Beberapa waktu lalu, selepas pemilu pilpres dan menjelang Hari Raya idul Fitri, tepatnya pada tanggal 19-20 Juli 2014 di Bandungan, para sahabat dan guru yang berhimpun di Perguruan Rakyat Merdeka (PRM), baru saja mengadakan pertemuan. Sayang Mbah Hadi tidak hadir lantaran tidak dapat dikontak melalui sms ataupun telpon.  Jika ia mengetahui adanya pertemuan tersebut, dapat dipastikan, ia tentu akan hadir.

???????????????????????????????Pada pertemuan tersebut, Yayak Yatmaka sempat mengingatkan untuk mengenang dan berdoa bagi para guru PRM, yang telah mendahului kita.

“Termasuk juga Gus Dur, yang hadir dan memberikan orasi pada acara Temu Kebudayaan Nusantara (TKN) PRM tahun 2008,”  sela seorang peserta.
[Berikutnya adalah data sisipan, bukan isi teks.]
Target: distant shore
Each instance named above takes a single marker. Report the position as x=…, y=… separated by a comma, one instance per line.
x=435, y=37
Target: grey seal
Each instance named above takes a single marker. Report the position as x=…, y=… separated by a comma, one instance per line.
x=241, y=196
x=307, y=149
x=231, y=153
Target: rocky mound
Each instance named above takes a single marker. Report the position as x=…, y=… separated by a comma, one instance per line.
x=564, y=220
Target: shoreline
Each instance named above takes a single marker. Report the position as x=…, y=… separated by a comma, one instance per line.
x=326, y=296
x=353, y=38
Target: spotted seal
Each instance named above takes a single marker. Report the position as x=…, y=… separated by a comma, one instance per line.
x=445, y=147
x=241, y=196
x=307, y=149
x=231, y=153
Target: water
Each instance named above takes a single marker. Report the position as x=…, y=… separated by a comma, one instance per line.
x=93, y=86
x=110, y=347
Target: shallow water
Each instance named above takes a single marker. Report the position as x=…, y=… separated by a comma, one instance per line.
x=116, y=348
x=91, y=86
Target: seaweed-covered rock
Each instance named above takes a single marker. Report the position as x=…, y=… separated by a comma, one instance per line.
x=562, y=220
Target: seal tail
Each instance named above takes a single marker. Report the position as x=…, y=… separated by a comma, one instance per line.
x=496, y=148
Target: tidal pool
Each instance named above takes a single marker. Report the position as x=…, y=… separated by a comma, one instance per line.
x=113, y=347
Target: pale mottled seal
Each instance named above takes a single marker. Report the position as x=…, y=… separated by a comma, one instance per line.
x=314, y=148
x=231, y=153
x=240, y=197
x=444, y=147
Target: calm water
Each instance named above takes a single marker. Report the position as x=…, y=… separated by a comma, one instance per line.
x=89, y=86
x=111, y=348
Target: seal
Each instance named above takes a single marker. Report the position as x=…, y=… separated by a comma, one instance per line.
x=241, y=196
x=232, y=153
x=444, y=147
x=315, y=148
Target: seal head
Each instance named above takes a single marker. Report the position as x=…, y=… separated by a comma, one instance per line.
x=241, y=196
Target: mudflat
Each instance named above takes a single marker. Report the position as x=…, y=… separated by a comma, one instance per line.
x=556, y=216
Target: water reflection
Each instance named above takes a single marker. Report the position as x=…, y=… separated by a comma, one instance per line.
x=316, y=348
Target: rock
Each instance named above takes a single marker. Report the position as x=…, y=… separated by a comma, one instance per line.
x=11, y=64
Suasana hening sesaat. Masing-masing terhanyut oleh pikiran dan perasaannya. Bisa sama, bisa pula berbeda. Waktu memang terus berjalan, tanpa mampu kita elakkan.

“Rambut kita juga sudah memutih,” seloroh seseorang pada saat itu, yang disambut tawa, disusul berbagai canda yang kemudian meluncur, tentang usia yang semakin menua. Tawa yang barangkali berkebalikan dengan apa yang terpikir di kepala masing-masing.

Kini, sehari setelah hari Raya Idul Fitri 1435 H, kembali kita kehilangan sosok yang memiliki peranan penting di dalam gerakan pembelaan terhadap rakyat terutama masyarakat-masyarakat korban penggusuran pada era 1970-1980-an.

Hadi Wahono, telah aktif bersama kawan-kawannya di Kelompok Studi Bantuan Hukum (KSBH), yang bergerak pada bantuan hukum struktural. Pendekatan yang digunakan adalah membangun organisasi-organisasi rakyat  yang kuat sebagai media untuk memperjuangkan kepentingan-kepentingannya dan memiliki posisi tawar yang tinggi terhadap kekuasaan. Pemimpin-pemimpin rakyat dilatih  agar memiliki pengetahuan dasar tentang hukum, memiliki kesadaran bahwa hukum belum berpihak pada kepentingan masyarakat bawah, membangun solidaritas sosial dan kemampuan untuk mengorganisir dan mengelola organisasi dengan baik.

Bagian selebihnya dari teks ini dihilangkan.